Majority shareholder Astrid Blumenbecker

"The company is like a family member."

Interview with Astrid Blumenbecker About family and family business

What does family business mean to you?

"The company is like a member of the family, it is always taken into account when family decisions are made. Decisions in the business often have an impact on the family and vice versa. Today, family business means to me that we can make our own decisions as a company independently - without the dependence on investors. We can only implement these decisions if we work together with our employees, customers and suppliers as individual partners. I very much hope that people will realise that Blumenbecker is not a corporation, but a family business. "

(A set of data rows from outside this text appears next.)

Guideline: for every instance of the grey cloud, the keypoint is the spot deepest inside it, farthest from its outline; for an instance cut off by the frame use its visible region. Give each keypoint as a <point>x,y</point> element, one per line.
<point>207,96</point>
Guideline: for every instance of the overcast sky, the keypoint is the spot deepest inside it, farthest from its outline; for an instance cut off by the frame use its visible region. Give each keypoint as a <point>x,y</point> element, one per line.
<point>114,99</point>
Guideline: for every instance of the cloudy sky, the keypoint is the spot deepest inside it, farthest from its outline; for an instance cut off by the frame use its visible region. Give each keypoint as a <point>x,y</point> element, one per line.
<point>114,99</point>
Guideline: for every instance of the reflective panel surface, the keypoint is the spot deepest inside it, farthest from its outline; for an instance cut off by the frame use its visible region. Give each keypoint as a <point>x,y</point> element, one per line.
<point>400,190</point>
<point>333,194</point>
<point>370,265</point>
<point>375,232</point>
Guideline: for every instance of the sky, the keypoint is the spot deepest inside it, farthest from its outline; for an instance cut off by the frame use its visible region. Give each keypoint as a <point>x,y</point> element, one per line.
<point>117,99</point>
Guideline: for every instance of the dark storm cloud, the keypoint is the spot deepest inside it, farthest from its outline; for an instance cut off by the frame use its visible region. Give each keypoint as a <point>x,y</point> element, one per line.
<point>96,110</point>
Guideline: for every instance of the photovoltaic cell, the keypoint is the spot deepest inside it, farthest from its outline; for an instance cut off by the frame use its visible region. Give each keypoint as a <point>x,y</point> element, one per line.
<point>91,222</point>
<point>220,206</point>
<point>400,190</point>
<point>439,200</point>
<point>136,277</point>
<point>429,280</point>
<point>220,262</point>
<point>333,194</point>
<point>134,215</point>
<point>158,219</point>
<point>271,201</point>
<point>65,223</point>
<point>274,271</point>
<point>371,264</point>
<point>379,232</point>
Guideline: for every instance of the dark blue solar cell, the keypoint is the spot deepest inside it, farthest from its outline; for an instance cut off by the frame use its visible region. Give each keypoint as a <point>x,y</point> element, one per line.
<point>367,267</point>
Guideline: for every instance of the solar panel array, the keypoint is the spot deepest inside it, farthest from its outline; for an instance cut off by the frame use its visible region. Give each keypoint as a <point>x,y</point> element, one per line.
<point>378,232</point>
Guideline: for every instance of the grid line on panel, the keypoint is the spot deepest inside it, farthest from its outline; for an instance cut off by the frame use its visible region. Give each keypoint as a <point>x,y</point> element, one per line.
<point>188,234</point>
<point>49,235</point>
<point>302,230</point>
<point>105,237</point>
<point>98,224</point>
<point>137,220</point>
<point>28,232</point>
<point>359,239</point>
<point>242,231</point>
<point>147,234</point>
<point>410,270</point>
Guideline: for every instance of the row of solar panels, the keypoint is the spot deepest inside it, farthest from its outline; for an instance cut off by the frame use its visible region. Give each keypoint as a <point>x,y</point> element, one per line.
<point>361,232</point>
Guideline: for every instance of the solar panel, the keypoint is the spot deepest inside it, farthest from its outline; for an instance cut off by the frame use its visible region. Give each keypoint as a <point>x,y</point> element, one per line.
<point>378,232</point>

Your father and aunt have expanded the business. Please describe them.

"My father was absolutely against waste. Late at night, he would go through the offices to switch off the lights. But he was also generous. If overtime had to be worked in the workshop, he often drove by Höpker - the Beckum snack bar - and got sausages for everyone who had to work. He even got flowers for the employees' wives on Mother's Day."

"My Aunt Marianne was very determined and enthusiastic. If she was enthusiastic about something, everyone had to immediately participate in her new idea, she then only reluctantly listened to reservations or objections. As a young woman, she had to fight her way through a lot of opposition from all sides, and that certainly left its mark on her."

How did your role in the company come about?

"When my aunt and father were approaching retirement age, I was much too young to take over. The task of managing the operational business, which had grown significantly, was far too big and impossible to fulfil. We finally decided together to look for non-family experts for the key operational positions and to return to the shareholder role as a family. Today, the Marianne-Blumenbecker-Stiftung and myself as a shareholder stand for the family. Both, the foundation board members and my family and I, are working to successfully continue the Blumenbecker company as an independent family business in the spirit of my father and aunt."

Anecdote:
49 visits

When Marianne Blumenbecker wants to acquire a larger local company, she can't get past the gatekeeper; the managing director always lets himself be denied.

On her sixth visit there, she finally learns that the man would leave the building at a certain time on Friday. So she waits and intercepts him. She tells him this is the seventh time she has been there, and he replies, "If you've been there seven times seven, I'll buy from you."

Marianne Blumenbecker then goes to the doorman 42 more times and gets it stamped each time - and finally gets the order.